Соколова: А я лично Михаилу верю! По всему видно, человек он идейный и бабки для него – не главное. В волшебном мире настоящих государственников есть вещи поважнее денег. Скажите, Михаил, это правда, что последние 30 лет вы каждый день пьете водку?
Леонтьев: Нет. Не каждый.
Соколова: По-моему, вы скромничаете. Мне рассказали, что по части бухашки вы были настоящей легендой 90-х! Американская корреспондентка Кэри Голдберг до сих пор не может забыть, как в 1992-м, кажется, вы упали на пол и заснули пьяный в ее комнате. А квартира на проспекте Вернадского, которую вы снимали на паях с Андреем Бабицким, звездой радио «Свобода», который взял скандальное интервью у Басаева и теперь враг России?! По словам ваших друзей, это был отчаянный многомесячный алкогольный трип. Говорят, на какой‑то вашей пьянке Бабицкий нажрался до того, что вырвал с корнем унитаз в сортире и потом долгое время вы справляли нужду во дворе.
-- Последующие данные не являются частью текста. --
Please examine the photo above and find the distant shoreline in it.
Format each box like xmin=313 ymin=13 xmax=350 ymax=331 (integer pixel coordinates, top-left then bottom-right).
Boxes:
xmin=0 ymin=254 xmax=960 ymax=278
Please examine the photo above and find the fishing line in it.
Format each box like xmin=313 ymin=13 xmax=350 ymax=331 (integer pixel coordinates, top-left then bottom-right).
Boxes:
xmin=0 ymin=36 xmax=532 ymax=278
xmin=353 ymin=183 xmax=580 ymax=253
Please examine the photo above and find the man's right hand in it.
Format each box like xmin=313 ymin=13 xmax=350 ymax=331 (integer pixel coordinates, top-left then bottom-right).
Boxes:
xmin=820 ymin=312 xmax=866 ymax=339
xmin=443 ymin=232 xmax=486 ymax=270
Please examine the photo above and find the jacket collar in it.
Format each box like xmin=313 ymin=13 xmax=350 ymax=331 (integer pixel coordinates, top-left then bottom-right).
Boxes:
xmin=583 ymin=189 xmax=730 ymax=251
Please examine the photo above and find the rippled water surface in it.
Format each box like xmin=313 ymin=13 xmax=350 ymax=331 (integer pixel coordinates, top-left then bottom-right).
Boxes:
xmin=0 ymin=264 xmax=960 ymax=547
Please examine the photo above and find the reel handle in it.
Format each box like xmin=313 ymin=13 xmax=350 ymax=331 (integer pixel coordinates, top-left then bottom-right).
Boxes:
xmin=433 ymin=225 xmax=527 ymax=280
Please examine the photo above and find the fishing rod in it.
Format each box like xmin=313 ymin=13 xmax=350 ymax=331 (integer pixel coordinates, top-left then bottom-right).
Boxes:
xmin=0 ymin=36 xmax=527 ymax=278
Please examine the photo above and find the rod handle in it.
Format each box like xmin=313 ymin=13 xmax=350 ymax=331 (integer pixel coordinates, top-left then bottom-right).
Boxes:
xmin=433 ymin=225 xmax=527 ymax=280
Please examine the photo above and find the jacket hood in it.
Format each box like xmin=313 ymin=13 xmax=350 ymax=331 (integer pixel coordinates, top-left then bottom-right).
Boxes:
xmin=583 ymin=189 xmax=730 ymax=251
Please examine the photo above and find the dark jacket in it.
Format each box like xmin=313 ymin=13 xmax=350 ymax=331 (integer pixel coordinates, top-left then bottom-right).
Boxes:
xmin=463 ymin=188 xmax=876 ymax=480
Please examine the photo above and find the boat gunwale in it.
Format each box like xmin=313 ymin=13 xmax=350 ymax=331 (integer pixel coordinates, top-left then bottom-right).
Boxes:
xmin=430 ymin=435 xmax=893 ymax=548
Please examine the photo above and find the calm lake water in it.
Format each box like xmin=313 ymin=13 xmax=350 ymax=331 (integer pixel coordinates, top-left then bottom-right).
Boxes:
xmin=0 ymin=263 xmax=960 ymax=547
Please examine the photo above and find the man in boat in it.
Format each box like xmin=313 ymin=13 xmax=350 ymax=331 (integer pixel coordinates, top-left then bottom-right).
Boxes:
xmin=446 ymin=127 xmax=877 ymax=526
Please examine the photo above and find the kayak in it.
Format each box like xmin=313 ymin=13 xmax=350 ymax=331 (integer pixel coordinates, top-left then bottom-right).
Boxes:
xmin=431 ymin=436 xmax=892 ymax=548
Леонтьев: Про унитаз не помню. Был пьян – забыл.
Соколова: Еще говорят, вы не пропускали ни одной юбки. И девушки вам охотно давали, поскольку в начале 90-х вы были модным парнем, вас показывали по телику и на кармане была кредитка с ежемесячным полтосом на представительские. Говорят, одна девушка из-за вас даже выбросилась из окна...
Леонтьев: Ни одна девушка из-за меня в окно не выбросилась – официально заявляю. Хотя я действительно предпочитаю пьющих девушек.
Собчак: Почему?
Леонтьев: Они не помнят плохого.
Соколова :А если случайно вспоминают, из окон выбрасываются. Но, к счастью, алкогольная амнезия – недуг, нередко поражающий представителей имперской нации обоего пола.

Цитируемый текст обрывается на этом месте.